All this contributes to the Guardian’s conclusion that Americans have succumbed to a grand delusion. “Americans do not trust the government’s economic news — or the media’s reporting of it,” the outlet determined. The outlet notes that Americans “wrongfully” believe wages have failed to keep pace with inflation. Respondents “wrongly” believe the S&P is “down for the year.” The vast majority of Republicans and independents and even a sizable number of Democrats think the economy is shrinking. The public’s “widespread disbelief of and ignorance about” the actual state of economic affairs complicates the president’s job.
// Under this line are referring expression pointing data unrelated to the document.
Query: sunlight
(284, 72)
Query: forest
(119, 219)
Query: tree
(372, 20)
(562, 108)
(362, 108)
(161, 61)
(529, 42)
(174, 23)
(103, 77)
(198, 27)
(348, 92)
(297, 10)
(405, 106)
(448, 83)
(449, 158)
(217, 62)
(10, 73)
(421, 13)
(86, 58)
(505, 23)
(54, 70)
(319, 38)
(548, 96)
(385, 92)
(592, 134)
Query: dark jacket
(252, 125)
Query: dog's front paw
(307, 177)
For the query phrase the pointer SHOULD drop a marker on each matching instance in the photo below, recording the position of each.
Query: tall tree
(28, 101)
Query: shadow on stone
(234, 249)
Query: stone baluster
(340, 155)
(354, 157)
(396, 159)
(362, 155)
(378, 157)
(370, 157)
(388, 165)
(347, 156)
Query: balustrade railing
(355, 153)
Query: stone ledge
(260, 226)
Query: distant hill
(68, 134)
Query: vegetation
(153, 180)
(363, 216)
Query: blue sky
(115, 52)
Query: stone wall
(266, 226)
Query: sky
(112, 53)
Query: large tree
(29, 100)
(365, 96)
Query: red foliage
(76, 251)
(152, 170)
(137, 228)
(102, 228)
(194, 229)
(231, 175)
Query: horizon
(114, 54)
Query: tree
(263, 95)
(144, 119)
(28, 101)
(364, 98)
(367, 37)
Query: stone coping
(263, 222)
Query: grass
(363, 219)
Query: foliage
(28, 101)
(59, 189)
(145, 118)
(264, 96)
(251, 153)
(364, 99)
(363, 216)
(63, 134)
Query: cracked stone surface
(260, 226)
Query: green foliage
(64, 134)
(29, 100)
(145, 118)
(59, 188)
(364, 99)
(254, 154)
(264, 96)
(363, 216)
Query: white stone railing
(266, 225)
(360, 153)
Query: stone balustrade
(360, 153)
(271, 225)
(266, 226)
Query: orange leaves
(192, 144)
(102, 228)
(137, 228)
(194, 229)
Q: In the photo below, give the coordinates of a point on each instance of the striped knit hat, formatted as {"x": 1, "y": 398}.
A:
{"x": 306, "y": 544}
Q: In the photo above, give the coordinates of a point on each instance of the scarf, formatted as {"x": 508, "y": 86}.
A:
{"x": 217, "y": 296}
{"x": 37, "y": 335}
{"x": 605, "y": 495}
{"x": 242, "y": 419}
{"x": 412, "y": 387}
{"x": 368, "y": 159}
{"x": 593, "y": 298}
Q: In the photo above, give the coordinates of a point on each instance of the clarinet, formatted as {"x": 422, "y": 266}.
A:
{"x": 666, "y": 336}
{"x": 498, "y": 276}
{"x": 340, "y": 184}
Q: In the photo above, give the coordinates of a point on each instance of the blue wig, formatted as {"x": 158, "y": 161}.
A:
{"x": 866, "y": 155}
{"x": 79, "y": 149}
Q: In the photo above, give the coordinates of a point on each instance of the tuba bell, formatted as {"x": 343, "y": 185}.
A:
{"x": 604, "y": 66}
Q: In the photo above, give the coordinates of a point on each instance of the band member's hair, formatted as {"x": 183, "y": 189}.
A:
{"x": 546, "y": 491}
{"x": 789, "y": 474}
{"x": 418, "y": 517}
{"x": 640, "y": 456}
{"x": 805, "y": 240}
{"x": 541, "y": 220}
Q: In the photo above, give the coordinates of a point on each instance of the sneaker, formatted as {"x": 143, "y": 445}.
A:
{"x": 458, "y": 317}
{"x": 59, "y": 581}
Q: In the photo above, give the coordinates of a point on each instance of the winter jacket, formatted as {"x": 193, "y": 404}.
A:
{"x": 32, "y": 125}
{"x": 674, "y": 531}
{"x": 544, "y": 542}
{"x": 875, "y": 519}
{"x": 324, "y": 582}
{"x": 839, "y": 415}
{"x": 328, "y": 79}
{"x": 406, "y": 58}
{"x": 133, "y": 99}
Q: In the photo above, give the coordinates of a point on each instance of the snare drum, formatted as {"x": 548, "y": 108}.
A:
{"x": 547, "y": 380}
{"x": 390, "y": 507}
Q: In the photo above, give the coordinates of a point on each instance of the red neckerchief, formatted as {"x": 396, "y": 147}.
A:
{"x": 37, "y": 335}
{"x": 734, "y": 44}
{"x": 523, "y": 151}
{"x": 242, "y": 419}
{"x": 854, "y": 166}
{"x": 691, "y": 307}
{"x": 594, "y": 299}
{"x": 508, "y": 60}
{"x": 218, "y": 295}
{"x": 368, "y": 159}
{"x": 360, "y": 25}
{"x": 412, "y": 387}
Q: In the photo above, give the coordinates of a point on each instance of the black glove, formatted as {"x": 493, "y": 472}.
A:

A Suffolk University Sawyer Business School survey commissioned for USA Today last week tells a similar tale: Americans just aren’t receptive to the facts of our shared reality. Seventy percent of respondents said the economy is “getting worse.” Eighty-four percent say their cost of living is rising, and majorities are responding to that condition by spending less on food both outside the house (71 percent) and at home (53 percent), putting off home improvements (57 percent), or purchasing clothes (68 percent). It’s positively confounding. “We have all these government statistics pointing to a different story than what people are telling us and the polling,” said Suffolk University political research director David Paleologos.

“What they see is the milk still costs as much as it did, the gas is still too expensive,” observed Quinnipiac University pollster Tim Malloy. That alone substantiates the validity of the voting public’s perception of the economy as one that is underperforming. But Malloy nonetheless attributes the public’s malaise to a feeling “from the gut” — a sentiment that is leading them toward “making this call that they’re not happy.” Voters have not reached an informed assessment of the state of the economy as a whole. Rather, theirs is mere intuition gleaned from the auguries that line the produce aisle.

New York Times columnist Paul Krugman has developed a grand theory to explain the knee-jerk responses the heedless masses are providing pollsters. In much the same way voters believed violent crime was on the rise well after it stopped increasing at precipitous rates, voters are apt to believe inflation is growing because that’s “what they see on TV or hear from politicians.” They’re more inclined to share with pollsters a perception that comports with what they think is broadly true rather than one that reflects their own narrow circumstances, and for the valid enough reason that they’re not sure their own circumstances are representative of the country’s.

This is a lot of psychic energy to devote to the idea that Americans cannot comprehend their own environments. The voting public surely noticed that nearly everything, save certain commodities and used cars, became more expensive in August. Americans have not succumbed to a false consciousness if they’re aware that, even though the rate of inflation is slowing, prices are still rising on an annual basis, and they’re rising on an annual basis from a point at which they were already frustratingly high. If Americans assume that the stock market is performing poorly, or unemployment is up, or GDP growth is stagnant, it’s not because they’ve been bamboozled by the Svengalis on their tee-vee. It’s because they have reason to believe the economy is in rough shape, and — having not checked every macroeconomic index produced by the Bureau of Labor Statistics first — they assume that condition is manifesting uniformly across the economic spectrum.

Voters may be wrong about some of those particulars, but they’re not wrong in their overall assessment of the economy. And if they’re treated to endless lectures about the extent to which “the economy is not in bad shape at the moment,” their perception of it notwithstanding, they are likely to assume that those in a position to influence economic affairs don’t actually care about their circumstances. Much like their views on the economy, that would be an informed assumption.